# Private Unterhaltung? Was ist das?



## Heiko (15 Juni 2011)

Angemeldete User habe die Möglichkeit, untereinanden private Diskussionen zu führen, quasi ein "Gespräch unter vier Augen".
Wenn man mit der Maus über den Link "Unterhaltungen" (ganz rechts oben auf jeder Seite des Forums) schwebt, klappt eine Liste mit den aktuellen Unterhaltungen aus - wenn man schon eine führt.


Wenn man auf diese Unterhaltung klickt, kommt man direkt dahin.

Ein Klick auf "Unterhaltungen" bringt einen zur Übersicht der laufenden Unterhaltungen:

Eine neue Unterhaltung beginnt man mit Klick auf "Unterhaltung beginnen".

Danach kann man sich die Empfänger aussuchen, die Software hilft mit Vorschlägen:

Man kann mehr als einen Benutzer zu der Unterhaltung einladen, dann haben alle die Benutzer Zugriff auf die Diskussion. Unter dem Eingabefeld für den Text kann man den anderen Teilnehmern erlauben, weitere Teilnehmer mit einzuladen. Das ist als Vorgabe *nicht *aktiv. In dem Fall darf nur der, der die Unterhaltung gestartet hat, andere Teilnehmer mit dazunehmen.

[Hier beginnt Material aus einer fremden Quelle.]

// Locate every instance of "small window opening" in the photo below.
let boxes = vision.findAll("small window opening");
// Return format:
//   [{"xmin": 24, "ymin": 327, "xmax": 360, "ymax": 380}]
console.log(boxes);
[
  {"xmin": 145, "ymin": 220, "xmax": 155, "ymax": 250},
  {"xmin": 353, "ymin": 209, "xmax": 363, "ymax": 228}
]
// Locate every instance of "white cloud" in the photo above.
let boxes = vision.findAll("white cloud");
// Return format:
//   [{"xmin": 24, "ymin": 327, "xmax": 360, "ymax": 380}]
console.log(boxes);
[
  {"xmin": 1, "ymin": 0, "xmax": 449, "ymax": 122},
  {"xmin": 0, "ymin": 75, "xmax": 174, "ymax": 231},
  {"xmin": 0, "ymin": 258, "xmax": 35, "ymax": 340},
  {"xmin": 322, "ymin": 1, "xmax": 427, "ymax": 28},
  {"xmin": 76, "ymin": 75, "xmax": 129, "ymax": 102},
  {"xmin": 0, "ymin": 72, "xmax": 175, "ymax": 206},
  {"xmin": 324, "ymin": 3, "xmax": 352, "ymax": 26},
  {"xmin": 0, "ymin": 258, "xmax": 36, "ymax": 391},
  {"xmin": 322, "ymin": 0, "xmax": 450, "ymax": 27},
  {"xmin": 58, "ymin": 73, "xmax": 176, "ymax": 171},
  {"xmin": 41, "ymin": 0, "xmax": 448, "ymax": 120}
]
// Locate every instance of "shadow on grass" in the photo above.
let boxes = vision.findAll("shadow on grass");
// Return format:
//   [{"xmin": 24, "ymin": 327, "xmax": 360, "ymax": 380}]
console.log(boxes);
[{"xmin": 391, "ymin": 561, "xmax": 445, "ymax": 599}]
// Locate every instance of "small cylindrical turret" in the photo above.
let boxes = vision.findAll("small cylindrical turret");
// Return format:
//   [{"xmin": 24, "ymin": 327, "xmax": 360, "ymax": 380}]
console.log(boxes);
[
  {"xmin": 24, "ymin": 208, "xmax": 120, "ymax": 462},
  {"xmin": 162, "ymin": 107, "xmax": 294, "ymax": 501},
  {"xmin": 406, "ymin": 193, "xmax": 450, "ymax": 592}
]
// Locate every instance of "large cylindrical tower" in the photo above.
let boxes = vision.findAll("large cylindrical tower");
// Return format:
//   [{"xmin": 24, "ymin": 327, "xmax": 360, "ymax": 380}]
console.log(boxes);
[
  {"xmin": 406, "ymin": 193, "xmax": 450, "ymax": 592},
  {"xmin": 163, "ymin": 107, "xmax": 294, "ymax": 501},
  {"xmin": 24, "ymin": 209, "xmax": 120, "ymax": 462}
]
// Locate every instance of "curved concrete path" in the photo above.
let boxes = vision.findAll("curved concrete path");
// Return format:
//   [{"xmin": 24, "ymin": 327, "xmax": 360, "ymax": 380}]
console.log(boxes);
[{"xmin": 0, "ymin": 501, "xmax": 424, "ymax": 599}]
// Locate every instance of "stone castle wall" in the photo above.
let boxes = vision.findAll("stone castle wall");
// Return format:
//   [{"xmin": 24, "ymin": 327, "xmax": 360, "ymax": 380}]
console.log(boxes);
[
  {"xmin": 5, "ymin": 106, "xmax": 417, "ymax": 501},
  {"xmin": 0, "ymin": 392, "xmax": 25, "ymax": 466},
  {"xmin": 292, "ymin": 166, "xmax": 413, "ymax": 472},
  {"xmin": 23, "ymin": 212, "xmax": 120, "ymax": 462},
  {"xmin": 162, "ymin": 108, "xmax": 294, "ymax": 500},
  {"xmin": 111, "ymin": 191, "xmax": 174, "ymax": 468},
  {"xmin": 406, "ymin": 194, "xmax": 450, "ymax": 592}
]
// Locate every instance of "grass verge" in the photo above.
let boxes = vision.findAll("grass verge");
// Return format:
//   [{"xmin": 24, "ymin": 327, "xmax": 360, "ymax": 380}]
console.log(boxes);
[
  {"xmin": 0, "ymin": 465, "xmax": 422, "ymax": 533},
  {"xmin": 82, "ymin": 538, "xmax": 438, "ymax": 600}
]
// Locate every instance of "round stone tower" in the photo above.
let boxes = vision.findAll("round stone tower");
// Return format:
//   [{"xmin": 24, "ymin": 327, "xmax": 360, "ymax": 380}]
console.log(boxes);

Bitte beachten: die Anzahl der möglichen Teilnehmer kann begrenzt sein!

Wenn jemand in einer Eurer Unterhaltungen geantwortet hat, bekommt Ihr eine Hinweismail (könnt Ihr in Euren Einstellungen abschalten) und es erscheint ein roter Hinweis mit der Anzahl der ungelesenen Unterhaltungsbeiträge in der Kopfzeile im rechten oberen Bereich der Seite:

Wenn Ihr eine Unterhaltung beenden wollt, dann findet Ihr einen entsprechenden Textlink im oberen Bereich der Seite. Nach Klick darauf habt Ihr die Auswahl, wie es weitergehen soll:

*Bitte beachten: *diese privaten Unterhaltungen werden nur von den Benutzern gesehen, die Ihr dazu eingeladen habt. Ihr erhaltet auf Eure Fragen auch nur von den Benutzern Hilfe. Haltet Euch auch in den privaten Diskussionen bitte an die geltenden Gesetze.


----------